SSR 62-13. VETERANS -- MILITARY SERVICE WAGE CREDITS -- EFFECT OF CORRECTION OF ARMY RECORDS

Where a military record is changed either to correct an error or to remove an injustice, pursuant to 10 U.S.C. 1552, the corrected record is operative from the date as of which the correction is effective. If such corrected record shows that military service in the World War II or post-World War II period was not used in computing the amount of, or determining eligibility for, retirement pay, social security wage credits may be granted for military service in such period or periods.

C retired from the Army on July 31, 1953, under section 514(d)(3) of Public Law 381, 80th Congress, which provides for the retirement of an officer upon completion of 5 years in the permanent grade of Colonel in the Regular Army, or upon completion of 30 years' service in the Regular Army, whichever is later. Since C did not complete the required 30 years of service and 5 years in permanent grade until sometime during the post-World War II period, military service in the World War II and post-World War II periods was used to establish his eligibility to retired pay when he retired under this section.

In January 1959, C attained age 65 and filed an application for old-age insurance benefits based on his military service. At that time, the Department of the Army certified that C's World War II and post-World War II military service had been used in establishing his eligibility to Army retirement pay.

Under the provisions of 10 U.S.C. 1552, a military department may correct any military record of that department when necessary to correct an error or remove an injustice.

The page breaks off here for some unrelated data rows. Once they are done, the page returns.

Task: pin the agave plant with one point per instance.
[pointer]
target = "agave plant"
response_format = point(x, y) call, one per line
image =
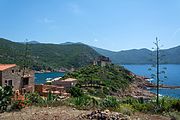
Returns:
point(6, 94)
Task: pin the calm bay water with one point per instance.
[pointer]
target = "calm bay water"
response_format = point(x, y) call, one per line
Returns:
point(40, 78)
point(172, 72)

Pursuant to these provisions, on October 20, 1959, the Army Board for the Correction of Military Records corrected the Army's records to show that C retired under section 5 of the Act of July 31, 1935, as amended. Under this provision of law an officer may voluntarily retire on the basis of service prior to November 12, 1918, and is eligible to receive retired pay at 75 percent of his active duty pay irrespective of the number of years of service. On the basis of the corrected record, the Army certified that C's World War II and post-World War II military service was not used to determine his eligibility for or the amount of his military retired pay.

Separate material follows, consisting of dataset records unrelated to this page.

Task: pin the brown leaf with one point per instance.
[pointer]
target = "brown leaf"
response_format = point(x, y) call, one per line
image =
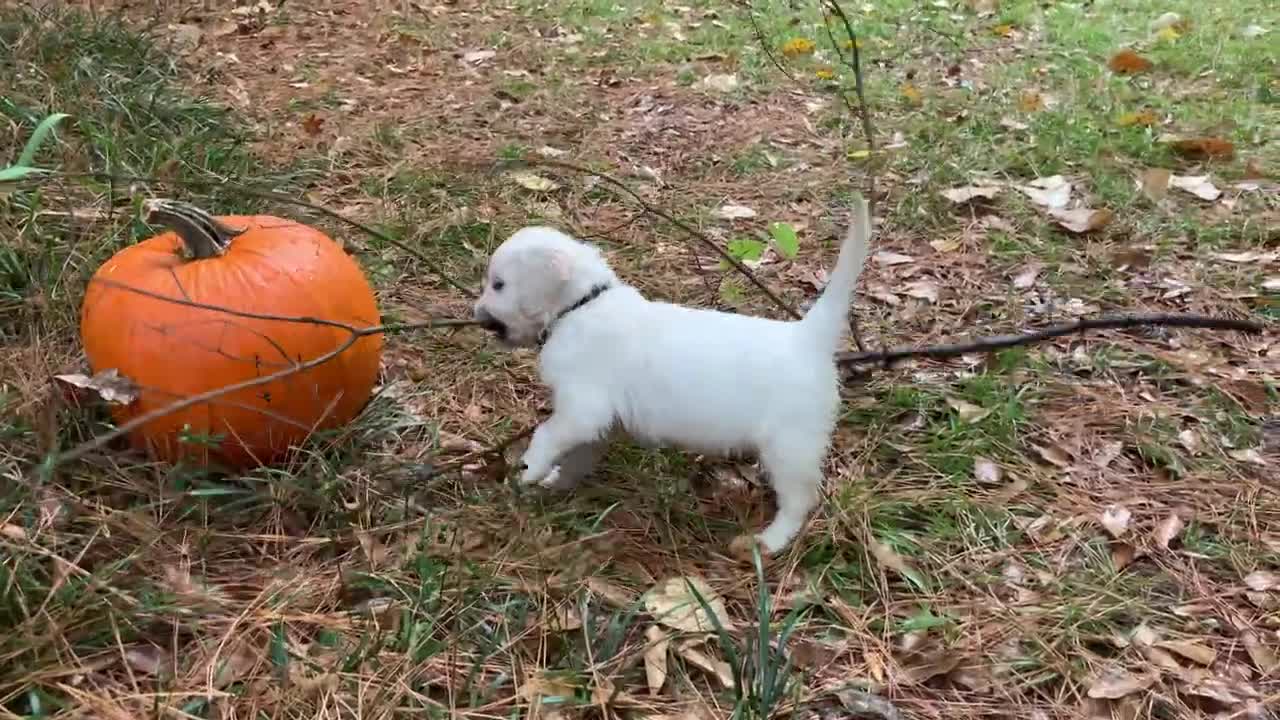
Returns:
point(1262, 580)
point(1169, 528)
point(1115, 519)
point(1055, 455)
point(656, 659)
point(1052, 192)
point(1155, 183)
point(967, 194)
point(613, 595)
point(675, 605)
point(1205, 149)
point(1200, 186)
point(1138, 118)
point(1264, 657)
point(922, 290)
point(109, 384)
point(698, 659)
point(1027, 278)
point(968, 411)
point(1191, 650)
point(986, 470)
point(1127, 63)
point(1083, 219)
point(312, 124)
point(1116, 683)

The issue in this case is whether C's military service in the World War II and post-World War II periods can be used to grant him social security wage credits which would, in turn, entitle him to social security benefits.

Under the provisions of section 217(a) of the Social Security Act, a veteran shall be deemed to have been paid $160 in wages creditable for social security purposes for each month during any part of which he served in the active military or naval service of the United States during World War II (September 16, 1940, through July 24, 1947), but these wage credits cannot be granted if "a benefit * * * which is based, in whole or in part, upon the active military or naval service of such veteran during World War II is determined by any agency or wholly owned instrumentality of the United States (other than the Veterans' Administration) to be payable by it under any other law of the United States or under a system established by such agency or instrumentality. * * *" Section 217(e) contains a like provision with respect to service in the post-World War II period (July 25, 1947, through December 31, 1956).

A military record changed to correct an error or remove an injustice, pursuant to 10 U.S.C. 1552, is considered to be the original military record wherever applicable to any Federal benefit program which credits military service and, therefore, is considered to be operative from the date as of which the correction is effective, rather than from the date the correction was actually made.

In this case, the Army recertified its records to show that the corrective action taken by the Army in October 1959 was effective to correct all records to show that C was retired initially under section 5 of the Act of July 31, 1935, as amended, that he never had his retirement pay fixed under a formula which included a multiple of active service and that his active service after September 15, 1940, was not necessary to establish his eligibility to receive retirement pay. The correction was thus considered as replacing the original determination ab initio, and only the corrected record was evaluated in determining whether the retired pay was based in any part on the World War II or post-World War II military service.

Since service in neither the World War II nor the post-World War II periods was necessary to effect C's retirement under section 5 of the Act of July 31, 1935, social security wage credits may be granted for his service in both periods. Therefore, C is entitled to the social security benefits for which he applied.